District court invalidates husband’s transfer of property to spouse

BY MARK A. MCCOON, CPA, PH.D.

Applying a five-part test, a district court upholds IRS liens against property nominally owned by the taxpayer’s wife.

The District Court for the Northern District of Illinois invalidated a husband’s quitclaim deed that purportedly transferred ownership of the marital residence to his spouse. The husband, Jack L. Stone, had unpaid federal tax liabilities, and the government was seeking enforcement of tax liens against him. The court held that the wife, Linda K. Stone, held the husband’s interest in the property as his nominee. Accordingly, the tax liens attached to the husband’s interest in the property.

Facts: In 2011, the government filed two notices of federal tax lien for unpaid federal tax liabilities against a residential property, listing Linda Stone, nominee of Jack Stone, as the taxpayer. Linda Stone sued in district court seeking to quiet title and establish sole claim to the property, thereby invalidating the tax liens. The government filed a counterclaim seeking to enforce the tax liens pursuant to Sec. 7403.

The Stones married in 1975, purchased a principal residence as joint tenants in 1977, and had resided there ever since. In 1992, Jack Stone executed a quitclaim deed conveying his interest in the property to Linda Stone in exchange for $10 “and other good and valuable consideration.” Jack Stone testified that one reason for the quitclaim deed was to satisfy debts he owed his wife. The court, however, found little credible evidence of such debts at the time. Although both the Stones testified that the quitclaim deed was not made to shield the property from Jack Stone’s creditors, the court concluded otherwise.

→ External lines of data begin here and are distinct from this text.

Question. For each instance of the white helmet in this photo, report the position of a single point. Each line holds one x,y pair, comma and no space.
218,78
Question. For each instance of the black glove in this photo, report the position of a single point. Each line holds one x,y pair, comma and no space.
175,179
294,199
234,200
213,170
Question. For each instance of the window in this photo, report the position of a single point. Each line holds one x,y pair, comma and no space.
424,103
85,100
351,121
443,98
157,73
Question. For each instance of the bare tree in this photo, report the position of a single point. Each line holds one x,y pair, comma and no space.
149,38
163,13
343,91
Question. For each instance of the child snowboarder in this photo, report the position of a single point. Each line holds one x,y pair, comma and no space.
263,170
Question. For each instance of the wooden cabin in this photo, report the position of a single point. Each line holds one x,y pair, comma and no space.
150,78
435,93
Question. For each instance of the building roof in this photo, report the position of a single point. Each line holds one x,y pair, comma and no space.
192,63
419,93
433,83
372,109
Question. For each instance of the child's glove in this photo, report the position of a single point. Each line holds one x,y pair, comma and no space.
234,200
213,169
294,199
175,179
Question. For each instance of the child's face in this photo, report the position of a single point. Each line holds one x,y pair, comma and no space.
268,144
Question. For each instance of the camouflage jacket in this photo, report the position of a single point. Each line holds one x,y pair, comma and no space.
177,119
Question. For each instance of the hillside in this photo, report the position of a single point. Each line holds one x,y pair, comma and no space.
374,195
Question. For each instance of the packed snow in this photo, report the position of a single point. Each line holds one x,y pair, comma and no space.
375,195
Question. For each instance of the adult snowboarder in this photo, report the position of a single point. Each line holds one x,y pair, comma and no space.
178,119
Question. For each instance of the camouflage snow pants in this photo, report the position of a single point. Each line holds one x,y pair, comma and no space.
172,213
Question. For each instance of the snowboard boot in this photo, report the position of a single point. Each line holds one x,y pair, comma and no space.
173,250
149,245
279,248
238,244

Also significant to the court was Jack Stone’s behavior after the quitclaim deed was filed. He continued to live in the residence with his wife, to whom he did not pay rent; he paid the mortgage, property tax, and insurance on the property; and he exercised control and domain over it and held himself out as its owner.

Issues: The court had to decide whether Linda Stone held her interest in the couple’s marital residence as a nominee for her husband, Jack Stone, or if he had validly transferred his interest in the property to her by the quitclaim deed in 1992. If Jack Stone had transferred his interest to her, the IRS’s liens on the property would not be valid.

The Supreme Court has interpreted Sec. 6321 to extend tax liens to all property of a taxpayer, including that held by a third-party nominee (G.M. Leasing Corp., 429 U.S. 338 (1977)). Whether a titleholder is indeed a nominee depends on the facts and circumstances. The district court applied a five-part standard that examines whether:

  1. A close personal relationship exists between the nominee and transferor;
  2. Adequate consideration was paid;
  3. The property was transferred in anticipation of collection activity;
  4. The conveyance was recorded; and
  5. The transferor continues to exercise control over the property.

Holding: The court entered judgment in favor of the government and against Linda Stone, finding that four of the five factors weighed strongly in favor of the government. The only factor favoring Linda Stone’s argument, that the quitclaim deed was recorded, was considered the least meaningful factor. The court therefore concluded that Linda Stone held her husband’s interest in the property as his nominee, making the tax liens on the property valid.

- Linda K. Stone , No. 1:11-cv-07894 (N.D. Ill. 3/31/14)

By Mark A. McCoon, CPA, Ph.D., assistant professor, University of Wisconsin–Superior.